The shop was first opened by Toichi Eki in 1911 at King and Alapai Streets. At the time, bicycles were still a bit of a novelty. But they're still here, and so is the shop.
"I think the secret is just hard work and keeping at it," said Eki's granddaughter, Jayne Kim about the store's longevity. "It's all just hanging in there. There's good times and there's bad times, and you just work through it."
To celebrate its centennial, Eki Cyclery hosted a bike show Saturday, which included some of Bruce Stewart's collection of 15 vintage bicycles. The bikes, mainly Schwinns from the 1940s, are in full working condition. Some even have their original license tags.
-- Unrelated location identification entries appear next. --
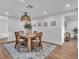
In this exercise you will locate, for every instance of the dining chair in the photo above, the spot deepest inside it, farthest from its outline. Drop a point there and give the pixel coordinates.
(67, 36)
(19, 40)
(36, 42)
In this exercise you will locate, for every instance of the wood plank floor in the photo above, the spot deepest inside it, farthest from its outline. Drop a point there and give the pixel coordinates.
(67, 51)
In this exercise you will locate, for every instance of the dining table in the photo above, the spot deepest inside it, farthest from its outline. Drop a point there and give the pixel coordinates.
(28, 40)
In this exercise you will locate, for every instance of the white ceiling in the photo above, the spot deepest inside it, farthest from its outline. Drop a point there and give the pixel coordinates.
(17, 8)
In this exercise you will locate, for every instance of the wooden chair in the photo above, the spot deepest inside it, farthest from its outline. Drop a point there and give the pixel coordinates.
(19, 40)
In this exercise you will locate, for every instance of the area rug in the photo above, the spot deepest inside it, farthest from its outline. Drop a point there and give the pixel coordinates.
(23, 54)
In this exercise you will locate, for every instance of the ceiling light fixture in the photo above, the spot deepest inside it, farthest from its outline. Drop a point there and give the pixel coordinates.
(45, 12)
(22, 0)
(7, 13)
(25, 17)
(67, 5)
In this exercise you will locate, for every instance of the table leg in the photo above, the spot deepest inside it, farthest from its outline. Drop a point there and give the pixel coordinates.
(29, 44)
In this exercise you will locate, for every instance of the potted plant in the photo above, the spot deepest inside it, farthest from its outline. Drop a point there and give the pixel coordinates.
(29, 27)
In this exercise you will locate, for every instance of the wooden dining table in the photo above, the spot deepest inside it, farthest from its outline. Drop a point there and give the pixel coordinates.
(28, 39)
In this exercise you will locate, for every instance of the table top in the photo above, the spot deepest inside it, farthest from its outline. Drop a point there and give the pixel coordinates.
(27, 36)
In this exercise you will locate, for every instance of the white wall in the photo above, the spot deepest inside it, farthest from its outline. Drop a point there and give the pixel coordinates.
(51, 34)
(71, 21)
(3, 26)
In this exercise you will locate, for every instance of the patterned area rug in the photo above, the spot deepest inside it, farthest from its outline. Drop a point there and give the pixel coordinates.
(23, 54)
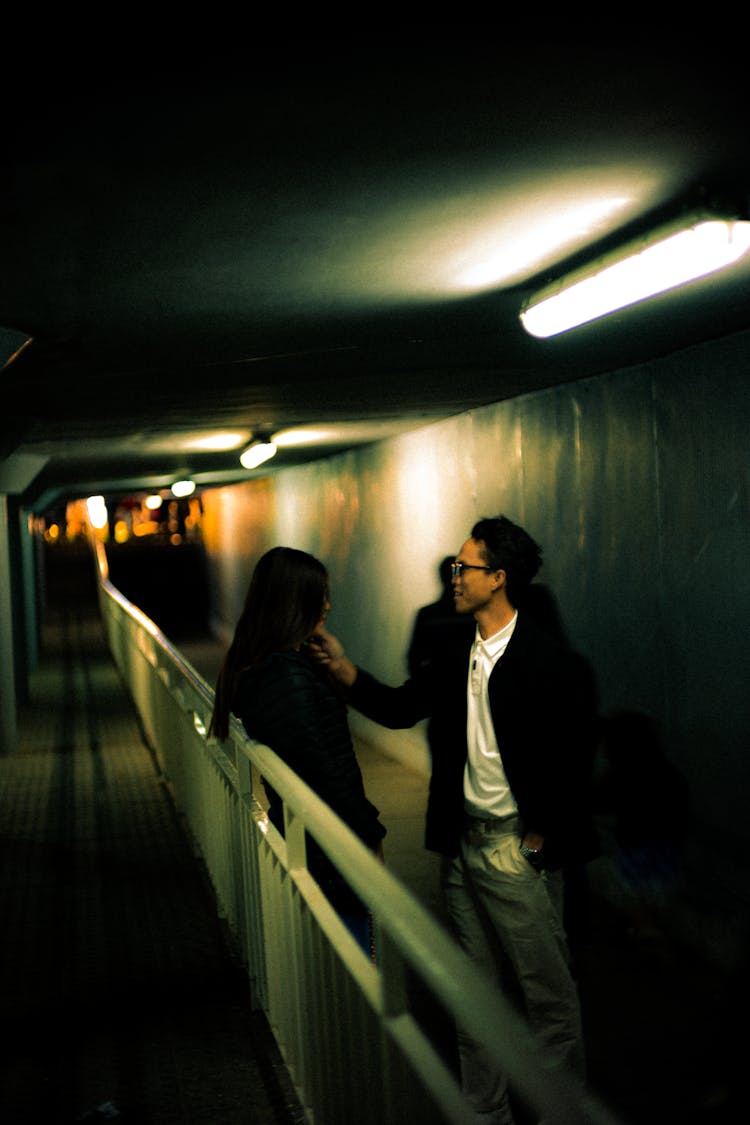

"I enjoy them because they're a lot of fun, they're healthy, and they're enjoyable to ride," Stewart said.
That's a big reason why people are still riding bikes, and keeping Eki Cyclery in business.
"A lot of people are getting back into it, trying to save gas," said Kim. "And now we've got this whole crowd of cruisers that like to dress up their bikes. They really get into making it look fancy."
A lot of cruisers came to the show, with their fancy bikes on display. Jeff Manuel brought his chrome-plated cruising bike, complete with custom paint job. He figures he's spent about $2,500 on the bike, which has won three bicycle shows.
"We do this to have fun, try to keep the kids out of trouble," Manuel said. "We ride every Wednesday and Thursday. Sunday also, we ride."
Why has cruising exploded in popularity?
"I don't know," said Sonny Hornos, who has customized several bikes. "It's just one of those things. You just started to see more and more people riding, and everybody just wants to do it."
There's also something that only a bike can offer.
"That sense of freedom that you get when you're on a bike," Kim said. "And for kids, that's what it is, too. Suddenly, you're on two wheels and you can go farther and faster. It's the freedom."
Perhaps one of the clerks at Eki Cyclery put it best: when gas runs out, bikes will still be here.